What happened

Shares of STAAR Surgical (STAA -0.56%) were down 9.6% on Thursday, according to data provided by S&P Global Market Intelligence, after announcing mixed quarterly results relative to Wall Street's expectations and lowering its near-term outlook.

To be sure, the implantable lens specialist saw net sales climb 14% year over year to $92.3 million in the second quarter -- slightly below estimates for sales of $93 million. On the bottom line, that translated to an adjusted net income of $19.7 million, or $0.40 per share (down from $0.42 per share a year earlier), handily exceeding estimates for earnings of $0.32 per share.

So what

STAAR Surgical's revenue growth was driven entirely by 19% growth (20% at constant currency) in sales of its Implantable Collamer Lens (ICL) products to $93.1 million, offset partially by a $0.7 million sales reduction related to a sales return reserve of some intraocular lens (IOL) products. It seems revenue would have been roughly in line with expectations had it not been for that adjustment.

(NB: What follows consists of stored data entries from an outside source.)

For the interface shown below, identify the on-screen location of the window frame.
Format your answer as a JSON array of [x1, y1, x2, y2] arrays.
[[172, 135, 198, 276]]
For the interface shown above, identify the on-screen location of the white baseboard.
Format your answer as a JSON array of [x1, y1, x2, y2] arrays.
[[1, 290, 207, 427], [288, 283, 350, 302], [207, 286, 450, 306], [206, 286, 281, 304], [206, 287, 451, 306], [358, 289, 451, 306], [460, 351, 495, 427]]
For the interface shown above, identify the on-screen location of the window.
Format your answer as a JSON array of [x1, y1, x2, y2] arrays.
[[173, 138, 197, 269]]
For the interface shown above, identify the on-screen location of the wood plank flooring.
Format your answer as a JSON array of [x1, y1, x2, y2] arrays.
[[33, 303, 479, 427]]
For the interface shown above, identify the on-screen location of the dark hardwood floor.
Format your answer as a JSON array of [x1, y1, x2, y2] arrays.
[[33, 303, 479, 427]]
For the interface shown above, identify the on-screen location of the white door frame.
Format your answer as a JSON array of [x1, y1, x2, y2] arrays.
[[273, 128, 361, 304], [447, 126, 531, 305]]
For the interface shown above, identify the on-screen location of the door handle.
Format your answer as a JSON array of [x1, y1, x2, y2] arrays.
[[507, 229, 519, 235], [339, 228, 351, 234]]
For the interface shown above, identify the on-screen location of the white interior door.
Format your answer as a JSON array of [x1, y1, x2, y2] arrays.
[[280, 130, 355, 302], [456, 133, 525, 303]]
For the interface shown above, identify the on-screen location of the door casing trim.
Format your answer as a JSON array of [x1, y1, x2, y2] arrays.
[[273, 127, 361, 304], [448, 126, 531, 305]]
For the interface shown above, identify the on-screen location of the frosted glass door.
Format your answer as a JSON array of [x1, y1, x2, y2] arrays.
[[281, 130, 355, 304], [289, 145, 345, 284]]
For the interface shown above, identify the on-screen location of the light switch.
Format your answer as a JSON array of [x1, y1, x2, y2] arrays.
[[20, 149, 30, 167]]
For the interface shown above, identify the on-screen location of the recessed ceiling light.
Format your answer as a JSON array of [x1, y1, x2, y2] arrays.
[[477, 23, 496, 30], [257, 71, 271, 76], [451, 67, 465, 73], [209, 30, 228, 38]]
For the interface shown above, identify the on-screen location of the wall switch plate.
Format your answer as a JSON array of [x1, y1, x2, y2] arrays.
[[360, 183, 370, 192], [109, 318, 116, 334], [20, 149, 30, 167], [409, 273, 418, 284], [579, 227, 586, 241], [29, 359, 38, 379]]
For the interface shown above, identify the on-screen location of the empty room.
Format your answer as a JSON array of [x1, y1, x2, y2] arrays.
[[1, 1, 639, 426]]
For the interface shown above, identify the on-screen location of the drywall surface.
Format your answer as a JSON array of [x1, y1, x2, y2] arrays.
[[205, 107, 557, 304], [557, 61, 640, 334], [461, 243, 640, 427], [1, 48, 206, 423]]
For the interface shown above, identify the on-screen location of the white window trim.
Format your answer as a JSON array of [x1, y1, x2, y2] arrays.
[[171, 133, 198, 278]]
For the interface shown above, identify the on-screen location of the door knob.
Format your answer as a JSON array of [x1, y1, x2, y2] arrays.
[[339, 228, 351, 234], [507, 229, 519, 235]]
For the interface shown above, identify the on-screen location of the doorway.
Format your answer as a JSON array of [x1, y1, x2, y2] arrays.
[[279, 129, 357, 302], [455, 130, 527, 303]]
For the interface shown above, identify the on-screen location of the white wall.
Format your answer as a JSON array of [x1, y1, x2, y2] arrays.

STAAR Surgical CEO Tom Frinzi noted that the peak implant season for their EVO ICL lenses in China "had a strong start in June" while the products continue to enjoy a "strong market position and long runway for growth" in the Asia-Pacific region. In the U.S. market, however, Fritz added that while ICL growth has "exceeded industry trends," it's been below company expectations to date. The company is also remaining cautious, Fritz added, "given increased conservatism related to the global environment."

Now what

As such, STAAR Surgical now expects fiscal 2023 ICL sales of $320 million to $325 million, or 20% year-over-year growth -- a reduction from previous guidance for 28% global ICL sales growth this year.

To be clear, this doesn't mean STAAR Surgical is a broken business. On the contrary, it's still a fast-growing company with a compelling product portfolio, attractive unit economics, and a long runway for growth. But given this mixed quarterly and forward guidance reduction amid macro concerns in the near term, it's hardly surprising to see shares pulling back today.